Physical examination revealed an unaltered abdomen, a penis with necrosis on the glans penis and purulent discharge through the urethral meatus, as well as areas of necrosis on the first and second ortex of both feet.
Laboratory tests showed: haemoglobin 9.9 g/dl, leucocytes 11,100, platelets 304,000, glucose 138 mg/dl, BUN 143.8 mg/dl, creatinine 7.71 mg/dl, calcium 7.79 mmol/l, phosphorus 7.08 mmol/l, potassium 5.75 mmol/l, pH 7.17, pCO2 47 mmHg and HCO3 17.1 mmol/l.
He underwent phalectomy, firstly partial, but in the trans-operative period it was decided to perform a total phalectomy due to lack of vascularity up to the base of the penis; in addition, a perineal meatus was performed.

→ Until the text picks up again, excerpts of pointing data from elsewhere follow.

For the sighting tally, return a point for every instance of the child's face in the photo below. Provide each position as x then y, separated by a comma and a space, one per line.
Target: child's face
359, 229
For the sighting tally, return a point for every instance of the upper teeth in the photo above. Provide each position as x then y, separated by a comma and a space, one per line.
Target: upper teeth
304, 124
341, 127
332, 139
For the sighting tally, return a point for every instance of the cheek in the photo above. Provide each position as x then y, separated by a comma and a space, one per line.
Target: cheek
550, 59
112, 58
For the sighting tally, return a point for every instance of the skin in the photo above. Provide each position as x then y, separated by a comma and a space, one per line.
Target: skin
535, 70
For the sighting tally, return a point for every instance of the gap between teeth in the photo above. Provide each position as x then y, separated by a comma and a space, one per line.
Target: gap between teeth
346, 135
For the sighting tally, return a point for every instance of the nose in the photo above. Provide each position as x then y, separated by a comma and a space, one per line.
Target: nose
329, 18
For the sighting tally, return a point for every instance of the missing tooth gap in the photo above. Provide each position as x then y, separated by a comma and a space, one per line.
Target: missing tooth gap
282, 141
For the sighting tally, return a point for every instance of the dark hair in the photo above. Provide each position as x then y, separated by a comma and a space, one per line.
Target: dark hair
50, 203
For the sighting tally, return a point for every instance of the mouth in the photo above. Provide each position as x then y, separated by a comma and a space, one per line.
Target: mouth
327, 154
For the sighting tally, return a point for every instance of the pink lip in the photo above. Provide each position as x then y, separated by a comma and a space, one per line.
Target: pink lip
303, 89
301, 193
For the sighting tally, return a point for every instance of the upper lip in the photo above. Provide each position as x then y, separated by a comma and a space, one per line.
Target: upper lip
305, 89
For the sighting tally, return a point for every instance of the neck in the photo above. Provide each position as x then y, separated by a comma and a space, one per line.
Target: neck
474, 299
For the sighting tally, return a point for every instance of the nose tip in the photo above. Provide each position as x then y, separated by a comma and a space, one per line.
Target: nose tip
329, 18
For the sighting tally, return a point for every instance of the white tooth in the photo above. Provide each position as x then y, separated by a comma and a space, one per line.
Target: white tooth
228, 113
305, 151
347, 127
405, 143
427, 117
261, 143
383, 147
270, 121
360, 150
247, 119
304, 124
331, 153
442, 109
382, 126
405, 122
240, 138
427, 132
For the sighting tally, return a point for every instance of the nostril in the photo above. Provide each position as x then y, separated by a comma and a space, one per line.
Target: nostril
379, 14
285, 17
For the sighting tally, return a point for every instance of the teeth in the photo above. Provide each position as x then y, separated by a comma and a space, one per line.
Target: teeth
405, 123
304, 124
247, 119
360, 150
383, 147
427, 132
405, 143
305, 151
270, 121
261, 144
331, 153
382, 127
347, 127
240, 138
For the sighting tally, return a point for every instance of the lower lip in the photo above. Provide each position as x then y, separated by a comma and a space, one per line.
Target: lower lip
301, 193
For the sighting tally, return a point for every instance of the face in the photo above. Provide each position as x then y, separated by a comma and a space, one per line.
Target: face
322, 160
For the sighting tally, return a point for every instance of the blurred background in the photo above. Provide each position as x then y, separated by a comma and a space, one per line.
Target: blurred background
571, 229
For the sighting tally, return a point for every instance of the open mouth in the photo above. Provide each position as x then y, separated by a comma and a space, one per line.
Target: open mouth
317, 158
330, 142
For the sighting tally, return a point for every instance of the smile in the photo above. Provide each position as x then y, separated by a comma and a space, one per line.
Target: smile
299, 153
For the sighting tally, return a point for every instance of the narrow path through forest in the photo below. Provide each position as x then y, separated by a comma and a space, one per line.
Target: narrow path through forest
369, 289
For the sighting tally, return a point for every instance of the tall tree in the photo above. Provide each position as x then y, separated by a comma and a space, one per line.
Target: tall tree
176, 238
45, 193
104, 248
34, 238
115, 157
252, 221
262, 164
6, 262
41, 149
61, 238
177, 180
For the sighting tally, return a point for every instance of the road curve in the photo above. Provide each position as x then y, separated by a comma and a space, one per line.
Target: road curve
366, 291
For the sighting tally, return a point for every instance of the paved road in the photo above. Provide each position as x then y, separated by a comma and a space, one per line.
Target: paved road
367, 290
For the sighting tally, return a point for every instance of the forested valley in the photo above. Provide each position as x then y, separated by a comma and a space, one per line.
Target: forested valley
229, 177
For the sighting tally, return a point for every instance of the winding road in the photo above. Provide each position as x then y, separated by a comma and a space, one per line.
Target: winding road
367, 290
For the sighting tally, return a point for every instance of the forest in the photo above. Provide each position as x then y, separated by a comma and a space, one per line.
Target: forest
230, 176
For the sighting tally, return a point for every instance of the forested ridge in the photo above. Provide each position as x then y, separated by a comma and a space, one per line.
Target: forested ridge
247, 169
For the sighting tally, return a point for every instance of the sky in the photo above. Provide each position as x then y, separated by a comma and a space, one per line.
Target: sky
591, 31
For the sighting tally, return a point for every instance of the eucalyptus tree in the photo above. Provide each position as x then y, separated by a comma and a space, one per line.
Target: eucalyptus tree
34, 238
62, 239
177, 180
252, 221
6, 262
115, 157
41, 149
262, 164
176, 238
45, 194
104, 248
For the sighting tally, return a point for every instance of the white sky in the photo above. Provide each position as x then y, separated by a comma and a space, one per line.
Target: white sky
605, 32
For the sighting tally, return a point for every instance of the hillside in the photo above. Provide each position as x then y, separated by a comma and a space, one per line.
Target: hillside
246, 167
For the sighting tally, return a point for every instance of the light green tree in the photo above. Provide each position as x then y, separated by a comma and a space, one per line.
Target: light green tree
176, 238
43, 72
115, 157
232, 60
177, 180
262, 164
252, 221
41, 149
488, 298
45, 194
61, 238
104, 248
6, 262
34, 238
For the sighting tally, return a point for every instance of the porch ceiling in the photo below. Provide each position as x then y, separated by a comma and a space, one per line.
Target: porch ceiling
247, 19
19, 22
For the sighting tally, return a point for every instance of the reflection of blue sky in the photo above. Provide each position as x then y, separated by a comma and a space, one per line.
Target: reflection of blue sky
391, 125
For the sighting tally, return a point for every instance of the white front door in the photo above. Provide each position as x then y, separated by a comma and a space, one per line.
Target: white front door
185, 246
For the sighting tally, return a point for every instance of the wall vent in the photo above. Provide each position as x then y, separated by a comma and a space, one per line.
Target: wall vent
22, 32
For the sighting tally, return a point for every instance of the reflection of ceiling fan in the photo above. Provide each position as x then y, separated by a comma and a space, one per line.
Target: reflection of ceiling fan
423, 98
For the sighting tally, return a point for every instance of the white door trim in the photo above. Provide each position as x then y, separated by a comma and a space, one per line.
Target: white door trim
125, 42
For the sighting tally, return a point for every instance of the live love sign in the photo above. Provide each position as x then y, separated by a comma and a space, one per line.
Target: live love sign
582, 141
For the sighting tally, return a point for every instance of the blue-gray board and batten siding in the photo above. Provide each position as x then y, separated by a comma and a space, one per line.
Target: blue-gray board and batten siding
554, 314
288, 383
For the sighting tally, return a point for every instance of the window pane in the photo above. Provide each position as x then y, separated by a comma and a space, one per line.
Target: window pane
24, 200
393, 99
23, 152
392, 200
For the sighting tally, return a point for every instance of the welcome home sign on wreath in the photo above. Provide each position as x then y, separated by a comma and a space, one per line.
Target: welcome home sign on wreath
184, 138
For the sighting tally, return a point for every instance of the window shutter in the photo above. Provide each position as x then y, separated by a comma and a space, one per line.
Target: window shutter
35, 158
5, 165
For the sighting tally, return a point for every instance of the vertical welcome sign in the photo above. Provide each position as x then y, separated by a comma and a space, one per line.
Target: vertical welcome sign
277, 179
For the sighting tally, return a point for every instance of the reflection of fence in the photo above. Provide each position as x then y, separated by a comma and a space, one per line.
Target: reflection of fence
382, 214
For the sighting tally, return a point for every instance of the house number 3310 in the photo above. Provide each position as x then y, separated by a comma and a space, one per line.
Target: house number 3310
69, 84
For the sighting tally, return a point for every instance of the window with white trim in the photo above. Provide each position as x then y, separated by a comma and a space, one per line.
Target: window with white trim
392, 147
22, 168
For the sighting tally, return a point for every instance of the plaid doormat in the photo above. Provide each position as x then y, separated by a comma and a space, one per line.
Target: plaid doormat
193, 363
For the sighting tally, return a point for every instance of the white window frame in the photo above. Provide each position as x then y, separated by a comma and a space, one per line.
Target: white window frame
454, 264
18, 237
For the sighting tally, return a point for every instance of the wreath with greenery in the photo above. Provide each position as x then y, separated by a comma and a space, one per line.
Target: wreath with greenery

The pathology report was: distal ischaemic necrosis of the glans and foreskin associated with microthrombosis and bacterial proliferation, resection edges with dystrophic calcification of the arterial media.
The result of secretion culture was Escherichia coli, for which he received antibiotic therapy for 7 days. He was kept in hospital for 9 days and was discharged in good general condition; he is currently under surveillance.